Al ir a escribir sobre este tema y buscar documentación, he encontrado curiosidades como que las primeras medias de nailon comercializadas a finales de los años 20, eran prácticamente irrompibles. Su éxito entre las mujeres fue total, pero descendió la venta de este tipo de productos porque no necesitaban comprar otras nuevas. Pocos años después, se comenzaron a comercializar unas medias más frágiles y que se rompían con extremada facilidad, –que nos lo digan a las mujeres y a algunos hombres con aficiones pintorescas– lo que multiplicó el número de ventas.
Si hablamos de impresoras, la gran mayoría de estos productos contienen un chip que registra el número de impresiones. Cuando estas llegan al límite marcado por el fabricante, automáticamente dejan de funcionar. Existe la posibilidad de repararlas, pero sale más barato comprar una nueva, que esa es otra…
Así, resulta que existe una interminable lista de artículos que no duran más porque están programados para morir: Bombillas cuyo pacto de vida útil está estipulado en 1.000 horas, automóviles con cajas de cambios que funcionan unos 250.000 kilómetros y frenos que después de un ciclo “predeterminado” de frenados comienzan a perder capacidad…
Y luego están las otras “gatadas”. Como cuando se estropea una pequeña pieza del limpiaparabrisas, –quizá un simple tornillo– y estamos obligados a cambiarlo entero. Capítulo aparte merecerían aquellos utensilios para los cuales simplemente, no existen recambios. ¿Se estropea…? Fuera, ¡uno nuevo!
La obsolescencia programada es una putada para el consumidor, y es además la pescadilla, que de tanto morderse la cola, acaba por comerse a sí misma, porque, desde luego, habría un aumento del poder de compra de los consumidores si se prohibiese la obsolescencia programada, pero ¿Qué sería sin embargo del fabricante y el vendedor a los cuales, obviamente beneficia?
Lo mismo, lo mismito, ocurre con los políticos, por lo menos con algunos. Que tienen sus buenos años, –ya he especificado que “algunos” – pero luego se desbaratan, se rompen, se escacharran… y ya no sirven. Y a propósito de engañifas, tanto si son aparatos que cuestan más de lo que valen, como si son políticos que nos cuestan la vida misma y no se lo merecen…

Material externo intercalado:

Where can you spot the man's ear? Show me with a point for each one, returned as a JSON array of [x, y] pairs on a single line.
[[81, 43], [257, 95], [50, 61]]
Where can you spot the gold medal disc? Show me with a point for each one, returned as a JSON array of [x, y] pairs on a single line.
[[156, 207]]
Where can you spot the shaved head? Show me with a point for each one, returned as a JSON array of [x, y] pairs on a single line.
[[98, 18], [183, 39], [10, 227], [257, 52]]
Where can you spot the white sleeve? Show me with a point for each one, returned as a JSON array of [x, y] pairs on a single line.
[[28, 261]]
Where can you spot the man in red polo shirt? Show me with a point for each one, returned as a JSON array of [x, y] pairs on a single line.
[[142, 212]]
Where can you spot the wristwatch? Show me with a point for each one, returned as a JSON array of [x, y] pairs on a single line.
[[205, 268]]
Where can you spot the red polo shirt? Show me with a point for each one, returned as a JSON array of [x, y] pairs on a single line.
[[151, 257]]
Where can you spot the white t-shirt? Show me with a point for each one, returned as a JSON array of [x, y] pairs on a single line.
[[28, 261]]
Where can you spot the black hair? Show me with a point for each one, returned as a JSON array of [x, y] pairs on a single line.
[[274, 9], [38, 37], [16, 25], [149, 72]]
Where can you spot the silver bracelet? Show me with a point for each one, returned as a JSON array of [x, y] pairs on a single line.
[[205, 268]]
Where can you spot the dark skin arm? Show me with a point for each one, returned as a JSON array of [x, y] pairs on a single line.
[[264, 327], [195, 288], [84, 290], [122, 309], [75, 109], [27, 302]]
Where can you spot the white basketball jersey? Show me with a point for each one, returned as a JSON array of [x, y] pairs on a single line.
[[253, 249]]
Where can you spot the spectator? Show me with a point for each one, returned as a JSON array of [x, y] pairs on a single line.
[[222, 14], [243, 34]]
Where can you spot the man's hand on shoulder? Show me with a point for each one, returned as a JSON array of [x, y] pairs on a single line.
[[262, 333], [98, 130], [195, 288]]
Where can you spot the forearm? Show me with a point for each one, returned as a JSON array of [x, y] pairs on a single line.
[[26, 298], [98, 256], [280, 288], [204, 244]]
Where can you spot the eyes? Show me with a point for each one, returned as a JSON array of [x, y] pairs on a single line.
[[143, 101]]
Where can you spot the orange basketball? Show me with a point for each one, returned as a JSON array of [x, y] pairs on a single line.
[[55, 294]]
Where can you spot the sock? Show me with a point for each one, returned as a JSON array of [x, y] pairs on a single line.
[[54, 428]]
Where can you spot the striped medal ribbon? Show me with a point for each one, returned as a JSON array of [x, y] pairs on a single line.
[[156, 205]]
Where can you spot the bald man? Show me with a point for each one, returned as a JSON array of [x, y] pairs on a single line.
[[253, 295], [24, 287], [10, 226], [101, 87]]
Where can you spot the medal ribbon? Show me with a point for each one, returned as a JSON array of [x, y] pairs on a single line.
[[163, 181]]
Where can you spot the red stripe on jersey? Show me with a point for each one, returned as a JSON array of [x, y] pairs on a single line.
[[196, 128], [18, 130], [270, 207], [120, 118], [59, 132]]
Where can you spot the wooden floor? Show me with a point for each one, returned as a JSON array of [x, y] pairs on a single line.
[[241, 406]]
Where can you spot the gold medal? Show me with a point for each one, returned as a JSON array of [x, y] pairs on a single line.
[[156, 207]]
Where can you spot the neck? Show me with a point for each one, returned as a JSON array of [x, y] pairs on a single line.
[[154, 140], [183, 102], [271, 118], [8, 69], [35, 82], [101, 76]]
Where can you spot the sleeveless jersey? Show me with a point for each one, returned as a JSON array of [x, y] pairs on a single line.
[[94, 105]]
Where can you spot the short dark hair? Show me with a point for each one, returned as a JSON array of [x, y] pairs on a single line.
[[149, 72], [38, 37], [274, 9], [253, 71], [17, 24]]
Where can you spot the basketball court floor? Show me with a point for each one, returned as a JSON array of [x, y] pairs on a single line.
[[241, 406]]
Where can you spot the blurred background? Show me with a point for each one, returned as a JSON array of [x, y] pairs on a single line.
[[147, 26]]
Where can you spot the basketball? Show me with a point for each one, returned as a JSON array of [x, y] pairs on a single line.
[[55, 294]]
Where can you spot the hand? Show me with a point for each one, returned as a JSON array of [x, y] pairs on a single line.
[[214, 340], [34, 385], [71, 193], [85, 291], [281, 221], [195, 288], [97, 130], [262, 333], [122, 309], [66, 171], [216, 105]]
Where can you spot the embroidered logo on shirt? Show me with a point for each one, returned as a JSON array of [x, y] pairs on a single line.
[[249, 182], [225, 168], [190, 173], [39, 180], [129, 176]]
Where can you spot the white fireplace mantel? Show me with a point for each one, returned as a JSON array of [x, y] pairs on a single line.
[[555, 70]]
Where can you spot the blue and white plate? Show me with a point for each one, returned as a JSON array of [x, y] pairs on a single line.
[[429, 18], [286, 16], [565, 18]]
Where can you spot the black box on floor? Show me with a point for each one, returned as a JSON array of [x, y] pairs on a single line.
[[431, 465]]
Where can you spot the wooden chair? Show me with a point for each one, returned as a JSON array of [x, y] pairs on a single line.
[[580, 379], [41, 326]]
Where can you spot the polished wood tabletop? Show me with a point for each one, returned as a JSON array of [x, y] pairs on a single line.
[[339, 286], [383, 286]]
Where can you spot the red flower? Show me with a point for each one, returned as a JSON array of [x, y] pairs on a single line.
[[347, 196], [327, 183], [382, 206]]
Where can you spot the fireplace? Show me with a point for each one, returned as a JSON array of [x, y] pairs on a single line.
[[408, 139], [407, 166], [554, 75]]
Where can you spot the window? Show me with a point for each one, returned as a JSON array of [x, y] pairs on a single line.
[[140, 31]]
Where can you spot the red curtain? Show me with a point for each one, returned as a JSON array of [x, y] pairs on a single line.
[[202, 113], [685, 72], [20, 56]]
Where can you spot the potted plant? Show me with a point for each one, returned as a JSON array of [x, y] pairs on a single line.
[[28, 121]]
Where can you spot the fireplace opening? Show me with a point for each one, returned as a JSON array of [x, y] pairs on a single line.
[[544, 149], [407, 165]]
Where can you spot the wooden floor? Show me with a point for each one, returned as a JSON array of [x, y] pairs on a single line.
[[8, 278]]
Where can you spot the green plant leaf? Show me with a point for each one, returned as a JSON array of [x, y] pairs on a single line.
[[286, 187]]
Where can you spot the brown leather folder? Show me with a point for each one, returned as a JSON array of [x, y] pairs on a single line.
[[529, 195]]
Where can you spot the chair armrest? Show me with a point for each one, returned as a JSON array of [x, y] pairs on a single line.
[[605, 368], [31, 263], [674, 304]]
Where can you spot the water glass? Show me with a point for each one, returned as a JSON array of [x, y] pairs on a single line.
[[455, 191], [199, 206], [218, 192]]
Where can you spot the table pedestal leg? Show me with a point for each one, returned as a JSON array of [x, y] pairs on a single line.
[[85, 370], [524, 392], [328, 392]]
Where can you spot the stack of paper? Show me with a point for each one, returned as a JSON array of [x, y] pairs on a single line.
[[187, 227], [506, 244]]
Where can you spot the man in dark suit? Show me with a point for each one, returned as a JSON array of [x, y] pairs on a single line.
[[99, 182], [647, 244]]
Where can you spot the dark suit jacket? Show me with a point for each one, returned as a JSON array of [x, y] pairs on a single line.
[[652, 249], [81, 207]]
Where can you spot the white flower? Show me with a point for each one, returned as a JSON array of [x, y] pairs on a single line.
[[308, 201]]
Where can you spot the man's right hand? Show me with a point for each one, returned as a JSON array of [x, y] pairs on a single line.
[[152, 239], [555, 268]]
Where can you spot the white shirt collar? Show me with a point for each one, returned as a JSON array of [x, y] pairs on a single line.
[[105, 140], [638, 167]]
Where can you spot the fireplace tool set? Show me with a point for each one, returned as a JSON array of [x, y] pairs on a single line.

¿Qué opinión les merece el “pequeño Nicolás”? El tío es un fenómeno. Veinte añitos…, que estaba yo por entonces deshojando la margarita de la vida… y el chaval, se hace pasar por miembro del CNI, se codea con las altas esferas, realeza, políticos de altura, potentados de la economía. Todo eso con una carita de las de darle pellizquitos y las estrenas en Navidad. Y luego decimos, yo la primera, que la cara es el espejo del alma.
Me ha fallado mi capacidad de percepción, ¡debe ser que sufre de obsolescencia programada!